Valley of the roses, a horse ride in Morocco
The rust-red dawn greets the rose pluckers from Hdida hamlet. The trail we ride along here is overhung with figs, oranges, pomegranates and dates but the rose pluckers just ahead of us ignore them and head straight for the tangled mass of dark green and spitefully spiked rose bushes. Even these ladies pull on leather gauntlets before locking horns with the roses.
The rose fields are protected by walnut trees which keep the winter winds off, but at this time of year the blooms are at their best and smell unbelievable (David Austin eat your heart out!). The blooms have to be picked at dawn because the sun causes the shocking-pink roses to lose their potency. Gauntleted fingers work 19-to-the-dozen and it doesn’t take long to fill a whole sackful which is carried back to the village to add to the co-operative’s harvest.
Before the road was put in the petals were exported on mules that followed a cat’s cradle network of paths. These are the trails we have been riding.
A rose by any name at all: the roses in the M’Goun Valley are Rosa Damascena and have been growing in Morocco for centuries. This variety started life in China at least 4,000 years ago. How they came to be here isn’t documented, but they probably followed an ancient trading route. The total petal harvest from this valley is about 3,500 tonnes! The co-op sells them to distilleries that make rose water. Other cottage industries make soap and pot-pourri; but the majority are bought by large French perfume wholesalers.

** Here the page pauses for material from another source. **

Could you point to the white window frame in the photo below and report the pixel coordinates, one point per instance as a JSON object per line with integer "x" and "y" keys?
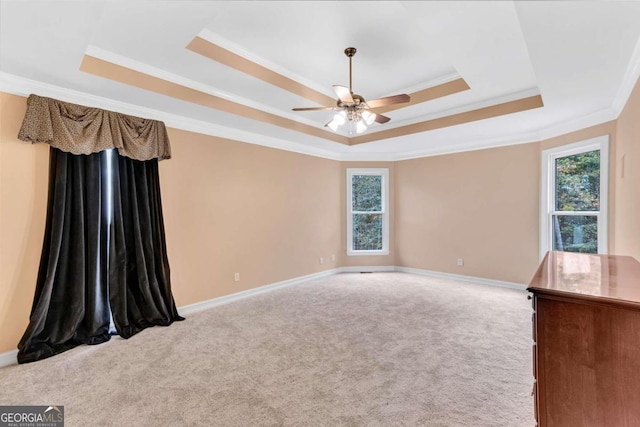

Pub trivia: 1 ½ million blooms make 1 litre of rose oil!
Festival of Roses
Roses petals make great tea: they smell great, taste great and look great! The oil is good for your hair, good for your skin and good for your heart. You can even get a rose ointment here from the hole-in-the-wall village shops which cures everything from chapped lips to sunburn. The festival itself is an unsophisticated affair, despite the valuable deals that are struck. It’s just a pleasure to wander around and be part of the event. Each village co-op has its own white canvass tent to show off their crop, and just imagine the scent in the air! There are other crops as well, the most unusual of all being the saffron which is harvested, by hand, using a pair of tweezers to extract the stamen from a crocus. And this is all “every day” to the local Berbers!
Leave the crumbling kasbahs and mud-brick homes, complete with stork nests on their rooves, and ride back into the gorges. It’s quite amazing what secrets the High Atlas Mountains conceal.